Cennet kuşları
Ölüm, Azrail Aleyhisselâm yakınlarımıza uğramadığı müddetçe pek hatırımıza getirmemeye çalışsak da, hayatın en kesin, keskin, yalın ve değişmez gerçeklerinden biri.
Mukaddes kitabımızdaki “Her canlı ölümü tadacaktır” ikazı, bu gerçeğe dikkatimizi çekiyor.
Mâlûm, bu âyet mealinin, şehir merkezinde bulunan ve çoğunlukla ölüm gerçeğinin hatırlatılmasından en çok rahatsızlık duyanların vefat etmiş yakınlarını misafir eden bir mezarlığın girişine yazılması birilerinin keyfini kaçırmış ve “Böyle yazılarla insanları korkutmaya ne gerek var?” diye tepki göstermelerine sebep olmuştu.
Oysa özellikle çağımız insanına her vesileyle ölüm gerçeğinin hatırlatılması gerekiyor ki, bu dünya hayatının fâni olduğunu unutmasın; gelip geçici kavgalarla hem kendisinin, hem başkalarının hayatını zehir etmesin; sonu gelmeyen hırslara kapılarak felâketlere sürüklenmesin...
Ölümün her an her insanın başına gelebileceğinin farkında olunsa, meselâ siyaset cenahındaki sonu gelmez kısır polemikler, temelde incir çekirdeğini doldurmayacak içi boş tartışmalar ve gündelik hayatta çok sıradan sebeplerle patlak veren kavga ve sürtüşmeler yaşanır mı?
Oysa etrafımızda her gün vefatlarıyla “Ölüm haktır” fermanını imzalayan birçok canlı var:
İnsanlar, hayvanlar ve sonbaharda bir kez daha “kıyamet”i yaşayan yeryüzündeki bitkiler...
Bunların içinde insanı en çok sarsanlar, çocuk ölümleri.
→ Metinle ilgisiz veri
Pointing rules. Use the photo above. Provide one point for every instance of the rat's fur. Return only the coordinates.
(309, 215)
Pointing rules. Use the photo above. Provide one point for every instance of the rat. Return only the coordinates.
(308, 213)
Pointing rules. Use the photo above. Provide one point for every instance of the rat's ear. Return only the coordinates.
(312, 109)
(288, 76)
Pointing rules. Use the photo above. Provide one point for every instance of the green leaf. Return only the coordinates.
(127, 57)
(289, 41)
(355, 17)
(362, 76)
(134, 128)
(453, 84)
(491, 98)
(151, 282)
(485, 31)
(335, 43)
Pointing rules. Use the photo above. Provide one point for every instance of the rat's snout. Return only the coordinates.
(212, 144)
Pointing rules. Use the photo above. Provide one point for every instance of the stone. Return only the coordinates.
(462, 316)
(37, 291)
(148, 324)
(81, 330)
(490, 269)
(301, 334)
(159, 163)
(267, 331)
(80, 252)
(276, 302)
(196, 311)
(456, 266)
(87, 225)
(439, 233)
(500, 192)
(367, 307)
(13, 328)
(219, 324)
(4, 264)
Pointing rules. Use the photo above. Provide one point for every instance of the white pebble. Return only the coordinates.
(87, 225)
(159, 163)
Gün geçmiyor ki, medyada, birbirinden farklı ve inanılmaz sebeplerle meydana gelen çocuk ölümlerinin haberleri çıkmasın...
Evinin önünde kimbilir ne zamandan kalma patlayıcının infilâki ile; mıcır yığınının altında kalarak; ya da okul dönüşü caddeden karşıya geçerken hızla gelen bir aracın çarpması sonucu vefat eden çocuklar... Ya da yaz günlerinde açık kalmış pencereden düşerek, balkonda oyun oynarken oradaki ipin boynuna dolanması sebebiyle boğularak veya beşikte uyurken alttaki su dolu leğene yuvarlanarak can veren bebekler...
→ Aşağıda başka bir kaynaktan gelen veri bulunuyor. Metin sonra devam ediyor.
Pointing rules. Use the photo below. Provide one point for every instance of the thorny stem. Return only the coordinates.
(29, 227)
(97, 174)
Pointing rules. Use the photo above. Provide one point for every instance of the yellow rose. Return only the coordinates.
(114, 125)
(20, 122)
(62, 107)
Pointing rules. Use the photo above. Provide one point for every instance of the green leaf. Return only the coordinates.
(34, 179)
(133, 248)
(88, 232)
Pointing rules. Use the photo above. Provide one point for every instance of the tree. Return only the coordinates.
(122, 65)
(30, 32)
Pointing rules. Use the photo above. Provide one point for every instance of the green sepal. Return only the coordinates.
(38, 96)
Geçtiğimiz günlerde Şırnak’ta okula yeni başlayan 7 yaşındaki Gurbet’in babasıyla birlikte eve dönerken aniden yola fırlayıp, hızla gelen bir araca hedef olduktan sonra hastanede beyin ölümünün gerçekleşmesi, bu trajik ölümler listesindeki son örneklerden biri olarak bütün Türkiye’yi ağlattı. Hele baba Şükrü Yavuz’un, organlarını bağışladığı kızının masum yüzüne ağlayarak son öpücüğünü kondurduğu vedalaşma sahnesini kolay kolay unutmak mümkün değil.
Babanın ve Türkçe bilmeyen annesinin sözleri, organ bağışı kararını “Allah rızası için” verdiklerini ifade ediyordu. Böylece fakir Yavuz ailesi, bu iman, sabır, fazilet ve fedakârlığı ile, hepimize örnek teşkil eden bir ders veriyordu.
Olayla ilgili haberlerde minik Gurbet’in okumaya çok meraklı olduğu ve büyüyünce doktor olmak istediği belirtiliyordu. Allah ona daha hayırlısını verdi. Tehlikeli tuzaklarla dolu dünyadan alıp “Cennet kuşu” yaptı. İnşaallah ebedî hayatta yine buluşup Cennet kapısında karşılayacağı ailesiyle sonsuza kadar birlikte olacak.
Tıpkı, Bulut ailesinin, annesinin bedenindeki yedi aylık misafirliği sonrasında erken doğumla dünyaya gelen, ama gözlerini açıp annesiyle, babasıyla, ablalarıyla tanışamadan berzaha ve orada kendisi için hazırlanmış Cennet köşesine intikal eden yeni ferdi M. Abdullah Said gibi...
Geride kalanlar için ilk bakışta çok derin bir hüzün. Ama iman gözlüğüyle bakanlar için geçici bir ayrılık. Bulut ailesi de olup bitenlere bu gözlükle bakabilen bahtiyarlardan. Ve şimdi onların, önden giden ve kendilerini Cennet girişinde karşılayıp, “vildânün muhalledûn”dan biri olarak neşe kaynağı olacak bir oğulları ve kardeşleri var. Ne mutlu “Cennet kuşları” arasındaki yerini alan M. Abdullah Said’e ve “o gün” geldiğinde doya doya hasret gidereceği ailesine...
* Üstadı anma toplantısı için Münih’teyiz. Yazılarda bir-iki günlük kısa bir fasıla olabilir.